La question hante les amphithéâtres : ce devoir a-t-il vraiment été écrit par l'étudiant, ou par ChatGPT ? Chaque semaine, des enseignants se demandent s'ils peuvent faire confiance aux travaux soumis. La réaction naturelle est de chercher une solution technique : un détecteur d'IA qui trancherait sans appel.

Malheureusement, la réalité est plus complexe. Bien que certains outils affichent des taux de précision impressionnants, la détection de textes générés par IA reste imparfaite et, pire encore, peut mener à des accusations injustes. En juin 2025, le ministère français a d'ailleurs officiellement déconseillé l'utilisation de détecteurs automatiques pour les raisons que nous allons explorer.

Cet article vous présente l'état réel de la technologie de détection, ses limites et les stratégies alternatives que vous pouvez mettre en place pour avoir confiance dans les travaux de vos étudiants.

L'état de la technologie de détection

Les outils les plus fiables et leurs performances

Compilatio est actuellement l'outil le plus performant : il affiche 98,5 % de précision avec moins de 1,5 % de faux positifs.

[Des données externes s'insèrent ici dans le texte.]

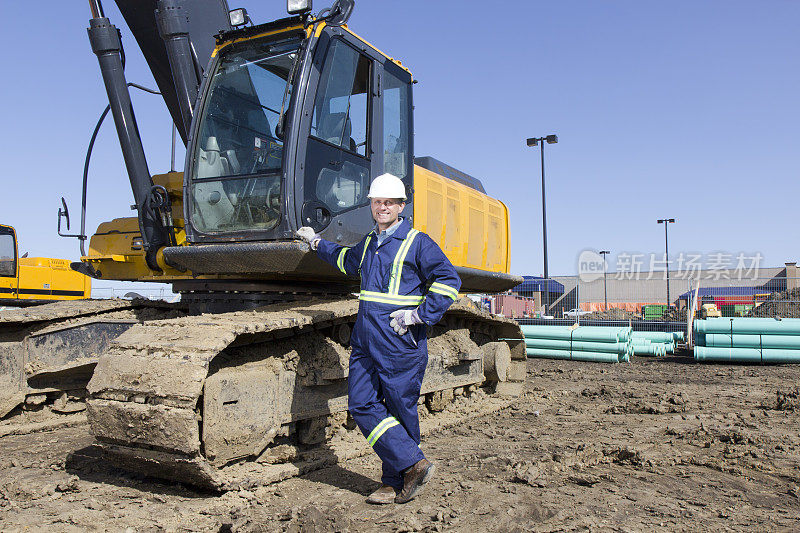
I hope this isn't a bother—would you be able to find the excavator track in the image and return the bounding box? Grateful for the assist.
[0,299,186,421]
[87,298,525,490]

GPTZero se situe entre 85 et 88 % de précision. D'autres outils grand public se situent bien en dessous : Stanford a testé six détecteurs différents et trouvé une précision moyenne de 71-73 % seulement.

Ces chiffres peuvent sembler rassurants. Mais qu'est-ce qu'un "faux positif" ? C'est un texte humain qu'un outil classe comme généré par IA. Si un détecteur accuse à tort un étudiant d'avoir utilisé ChatGPT, vous l'exposez à une sanction potentiellement grave : zéro, voire exclusion. Ce n'est pas anodin.

Pourquoi même les meilleurs outils échouent

Les détecteurs d'IA recherchent des patterns statistiques : répétitions de mots, structures de phrases, absence d'imprécision, etc. Or ChatGPT produit du texte qui se veut impeccable sur le plan linguistique. Paradoxalement, c'est parfois trop parfait pour être humain.

Mais voici le piège : un étudiant francophone qui écrit avec soin et correction sera flaggé comme suspecte. Un texte généré puis revu manuellement sera plus difficile à détecter. La technologie dépend entièrement des patterns qu'elle a appris, et ces patterns évoluent aussi vite que l'IA elle-même.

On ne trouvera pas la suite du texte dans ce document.